Isn't there a result along the lines of convergence in $\displaystyle L^1$ implies the existence of a subsequence that converges pointwise almost everywhere? I can't seem to find it.

4. Originally Posted by Drexel28
Isn't $\displaystyle \varphi:L^2([0,1])\to\mathbb{R}:f\mapsto \int_{[0,1]}f\text{ }dx$ continuous where $\displaystyle \mathbb{R}$ has the usual topology? (I'm asking) and if so isn't $\displaystyle K=\varphi^{-1}(\{1\})$?
This works fine, but you would have to use one of the following results:

1) If $\displaystyle \mu (X) < \infty$ then $\displaystyle L^p (X) \subset \L^q (X)$ for all $\displaystyle 1\leq q \leq p$

2) If $\displaystyle f\in L^p (X)$ ,$\displaystyle g \in L^q (X)$ where $\displaystyle \frac{1}{p} +\frac{1}{q} =1$ then $\displaystyle fg\in L^1 (X)$ and the for fixed $\displaystyle f$, the map $\displaystyle g\mapsto \int_X fg$is continous (Riesz representation theorem).
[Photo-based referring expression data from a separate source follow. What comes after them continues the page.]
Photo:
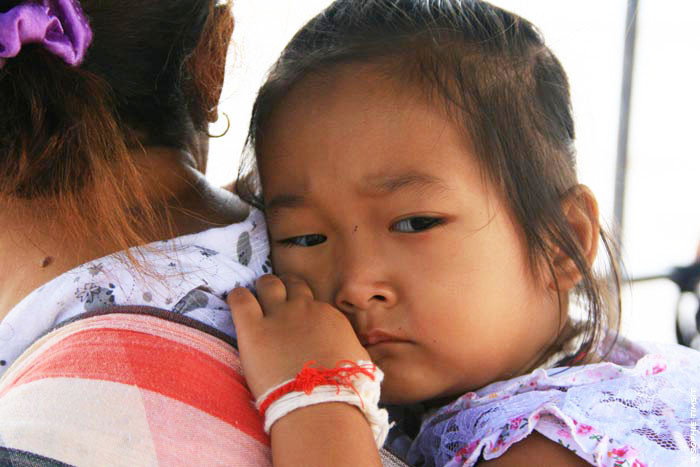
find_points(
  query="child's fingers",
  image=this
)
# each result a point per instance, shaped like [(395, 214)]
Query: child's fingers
[(244, 307), (271, 292), (297, 288)]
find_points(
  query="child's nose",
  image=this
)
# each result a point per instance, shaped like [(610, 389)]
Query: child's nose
[(363, 289)]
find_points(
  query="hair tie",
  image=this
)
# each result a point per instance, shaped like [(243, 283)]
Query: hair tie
[(59, 25)]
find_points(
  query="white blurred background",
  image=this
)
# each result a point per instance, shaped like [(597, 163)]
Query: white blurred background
[(662, 211)]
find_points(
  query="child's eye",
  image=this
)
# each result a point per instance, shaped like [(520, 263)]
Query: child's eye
[(417, 224), (303, 240)]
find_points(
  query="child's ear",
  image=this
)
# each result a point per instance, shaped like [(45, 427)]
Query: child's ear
[(580, 208)]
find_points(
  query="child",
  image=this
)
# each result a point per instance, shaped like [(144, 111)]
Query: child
[(418, 177)]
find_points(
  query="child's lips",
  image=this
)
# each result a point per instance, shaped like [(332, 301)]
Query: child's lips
[(378, 337)]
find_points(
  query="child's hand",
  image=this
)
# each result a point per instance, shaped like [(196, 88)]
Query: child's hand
[(286, 329)]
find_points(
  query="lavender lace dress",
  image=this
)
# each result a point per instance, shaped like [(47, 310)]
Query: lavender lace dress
[(636, 409)]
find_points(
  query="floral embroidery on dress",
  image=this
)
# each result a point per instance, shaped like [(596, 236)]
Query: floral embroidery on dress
[(610, 415)]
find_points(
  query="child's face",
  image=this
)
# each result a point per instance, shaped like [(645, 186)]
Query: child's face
[(375, 199)]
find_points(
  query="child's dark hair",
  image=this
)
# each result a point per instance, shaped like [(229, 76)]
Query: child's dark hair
[(68, 135), (496, 79)]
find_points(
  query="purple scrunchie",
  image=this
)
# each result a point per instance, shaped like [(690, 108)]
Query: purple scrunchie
[(59, 25)]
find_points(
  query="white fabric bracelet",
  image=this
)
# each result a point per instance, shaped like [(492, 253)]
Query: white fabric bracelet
[(365, 397)]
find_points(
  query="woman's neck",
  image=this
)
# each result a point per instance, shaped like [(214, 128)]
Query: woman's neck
[(36, 246)]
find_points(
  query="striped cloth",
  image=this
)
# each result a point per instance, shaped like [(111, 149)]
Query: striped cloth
[(131, 386)]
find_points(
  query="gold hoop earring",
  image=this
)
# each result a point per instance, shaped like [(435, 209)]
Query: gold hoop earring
[(228, 127)]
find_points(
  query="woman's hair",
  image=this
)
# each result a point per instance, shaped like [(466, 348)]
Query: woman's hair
[(493, 74), (70, 136)]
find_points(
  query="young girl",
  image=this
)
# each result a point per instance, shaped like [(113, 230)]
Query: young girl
[(417, 168)]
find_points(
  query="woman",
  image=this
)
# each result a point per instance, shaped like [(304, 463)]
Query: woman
[(110, 358)]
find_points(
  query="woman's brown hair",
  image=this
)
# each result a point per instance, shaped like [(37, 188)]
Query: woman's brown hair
[(70, 136), (493, 74)]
Another approach that works for arbitrary $\displaystyle X$ and $\displaystyle p$ is taking $\displaystyle A_m:= \{ f\in L^p (X) : f\geq 0 \, \ f(x)\leq m \ \ \mbox{and} \ \int_X f <\infty \}$ and using the monotone convergence theorem on $\displaystyle f_m = f|_{A_m}$.

5. Originally Posted by Giraffro
I think the best you can do is say that $\displaystyle \varphi : L^1([0,1]) \to \mathbb{C}, f \mapsto \int_{[0,1]} f$ is continuous.
The argument still applies.

Originally Posted by Jose27
This works fine, but you would have to use one of the following results:

1) If $\displaystyle \mu (X) < \infty$ then $\displaystyle L^p (X) \subset \L^q (X)$ for all $\displaystyle 1\leq q \leq p$

2) If $\displaystyle f\in L^p (X)$ ,$\displaystyle g \in L^q (X)$ where $\displaystyle \frac{1}{p} +\frac{1}{q} =1$ then $\displaystyle fg\in L^1 (X)$ and the for fixed $\displaystyle f$, the map $\displaystyle g\mapsto \int_X fg$is continous (Riesz representation theorem).
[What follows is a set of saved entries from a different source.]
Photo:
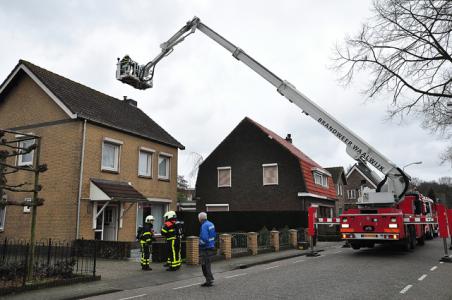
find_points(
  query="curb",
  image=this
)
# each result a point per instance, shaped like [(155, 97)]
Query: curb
[(270, 260)]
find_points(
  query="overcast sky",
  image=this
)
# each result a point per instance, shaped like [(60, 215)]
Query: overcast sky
[(200, 91)]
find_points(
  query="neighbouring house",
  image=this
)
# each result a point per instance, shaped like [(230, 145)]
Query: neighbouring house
[(109, 164), (254, 169), (357, 177), (340, 181)]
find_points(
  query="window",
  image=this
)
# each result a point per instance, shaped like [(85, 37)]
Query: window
[(320, 179), (2, 217), (27, 158), (340, 190), (224, 176), (110, 155), (270, 174), (217, 207), (164, 167), (145, 163)]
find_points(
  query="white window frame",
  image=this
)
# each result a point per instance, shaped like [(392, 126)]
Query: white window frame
[(263, 173), (117, 161), (150, 153), (32, 153), (217, 205), (320, 179), (3, 218), (218, 176), (351, 194), (168, 166)]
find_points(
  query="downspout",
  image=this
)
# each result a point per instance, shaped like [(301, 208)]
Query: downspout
[(80, 180)]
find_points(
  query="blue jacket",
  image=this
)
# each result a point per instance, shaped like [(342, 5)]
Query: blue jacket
[(207, 235)]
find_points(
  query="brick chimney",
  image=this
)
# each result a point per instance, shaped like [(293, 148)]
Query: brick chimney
[(289, 138), (130, 101)]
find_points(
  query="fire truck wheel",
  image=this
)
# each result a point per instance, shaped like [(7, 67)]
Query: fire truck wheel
[(355, 246)]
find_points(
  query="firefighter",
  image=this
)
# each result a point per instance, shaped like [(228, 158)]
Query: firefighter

Another approach that works for arbitrary $\displaystyle X$ and $\displaystyle p$ is taking $\displaystyle A_m:= \{ f\in L^p (X) : f\geq 0 \, \ f(x)\leq m \ \ \mbox{and} \ \int_X f <\infty \}$ and using the monotone convergence theorem on $\displaystyle f_m = f|_{A_m}$.
Hmm, I see.

6. Heh, a slight typo on my post $\displaystyle A_m \subset X$ should be the set that satisfies $\displaystyle f\geq 0$ and $\displaystyle f\leq m$ on $\displaystyle A_m$ otherwise it makes no sense.